Let us not forget that Greece lost a quarter of its economic output during an eight-year depression, which economists record as the worst contraction of any developed economy since World War II. Unemployment peaked at 28 percent in 2013 and remains at 19 percent.
Voters punished the ruling Syriza party for broken promises but also for a deeply unpopular agreement signed by Tsipras to resolve a long-running name dispute with North Macedonia.
Tsipras has now announced a snap election, to take place in the coming month or so. The government’s current term was due to expire in October.
The high score of 33.2 percent of the vote won by the opposition party New Democracy suggests it might manage to energise a greater voter base in the coming month. It would need about 40 percent to rule outright, without a coalition partner.
New Democracy leader Kyriakos Mitsotakis has promised a restart of the economy. He says he will lower tax on businesses from 29 percent to 20 percent in two years and lower income tax on farmers from 22 percent to 10 percent.

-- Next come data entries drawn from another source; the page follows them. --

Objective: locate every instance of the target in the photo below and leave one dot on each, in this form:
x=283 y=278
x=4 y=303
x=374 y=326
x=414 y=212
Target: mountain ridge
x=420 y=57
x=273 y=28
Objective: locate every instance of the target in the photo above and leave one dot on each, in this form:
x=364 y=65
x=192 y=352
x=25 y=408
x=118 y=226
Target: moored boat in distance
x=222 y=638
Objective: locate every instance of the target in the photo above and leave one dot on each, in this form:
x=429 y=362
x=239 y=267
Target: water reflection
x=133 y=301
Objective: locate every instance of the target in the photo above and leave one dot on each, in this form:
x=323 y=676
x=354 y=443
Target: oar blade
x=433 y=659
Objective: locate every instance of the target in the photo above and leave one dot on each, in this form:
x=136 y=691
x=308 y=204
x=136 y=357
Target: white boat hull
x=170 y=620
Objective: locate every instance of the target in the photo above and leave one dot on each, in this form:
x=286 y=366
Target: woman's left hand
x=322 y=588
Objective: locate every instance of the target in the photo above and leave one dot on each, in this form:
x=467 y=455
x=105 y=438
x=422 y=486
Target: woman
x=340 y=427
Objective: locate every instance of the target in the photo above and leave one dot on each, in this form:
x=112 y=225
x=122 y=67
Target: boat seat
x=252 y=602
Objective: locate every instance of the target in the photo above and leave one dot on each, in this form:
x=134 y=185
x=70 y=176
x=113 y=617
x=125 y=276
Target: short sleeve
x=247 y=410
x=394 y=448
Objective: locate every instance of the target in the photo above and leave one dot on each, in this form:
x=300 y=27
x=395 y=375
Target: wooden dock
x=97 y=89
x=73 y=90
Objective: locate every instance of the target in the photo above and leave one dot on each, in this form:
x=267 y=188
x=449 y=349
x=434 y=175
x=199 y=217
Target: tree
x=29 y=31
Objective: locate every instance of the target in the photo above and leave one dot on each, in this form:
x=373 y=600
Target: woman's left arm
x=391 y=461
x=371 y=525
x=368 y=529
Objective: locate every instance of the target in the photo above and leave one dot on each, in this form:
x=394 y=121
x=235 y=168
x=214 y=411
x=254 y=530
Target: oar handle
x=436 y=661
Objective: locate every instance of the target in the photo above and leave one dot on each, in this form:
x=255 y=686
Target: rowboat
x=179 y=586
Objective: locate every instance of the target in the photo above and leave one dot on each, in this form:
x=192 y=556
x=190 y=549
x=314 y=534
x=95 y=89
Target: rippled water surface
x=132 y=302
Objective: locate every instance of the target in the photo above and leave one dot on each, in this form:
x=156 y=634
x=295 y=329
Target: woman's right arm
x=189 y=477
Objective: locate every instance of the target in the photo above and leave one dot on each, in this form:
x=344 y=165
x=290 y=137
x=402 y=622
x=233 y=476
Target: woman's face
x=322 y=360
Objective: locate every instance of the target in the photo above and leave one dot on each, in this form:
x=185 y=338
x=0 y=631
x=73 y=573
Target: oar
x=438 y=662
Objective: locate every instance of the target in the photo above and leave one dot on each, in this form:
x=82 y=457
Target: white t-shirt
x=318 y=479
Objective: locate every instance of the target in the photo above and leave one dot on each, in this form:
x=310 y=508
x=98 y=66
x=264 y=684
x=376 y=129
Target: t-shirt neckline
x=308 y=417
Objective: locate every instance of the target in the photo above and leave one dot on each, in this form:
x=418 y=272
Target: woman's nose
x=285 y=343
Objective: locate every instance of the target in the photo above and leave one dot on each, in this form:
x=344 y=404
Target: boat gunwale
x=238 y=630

He also says he will seek to create 700,000 new jobs in five years and has pledged to bring home at least half a million of the 860,000 skilled workers who, according to the Hellenic Statistical Service, have left the country since 2009.
Of course, such promises are founded on the assumption that the economy will achieve an annual growth rate of around four percent per year, a goal which might not be so easy to achieve. The economic plan mostly hinges on a key promise to negotiate a new deal with Greece’s creditors, which would allow the government to spend less on repaying external debt and keep more money in the economy for reinvestment.
In his talks, Mitsotakis sounds optimistic if not bullish—but we’ve heard it all before. We just have to keep our fingers crossed.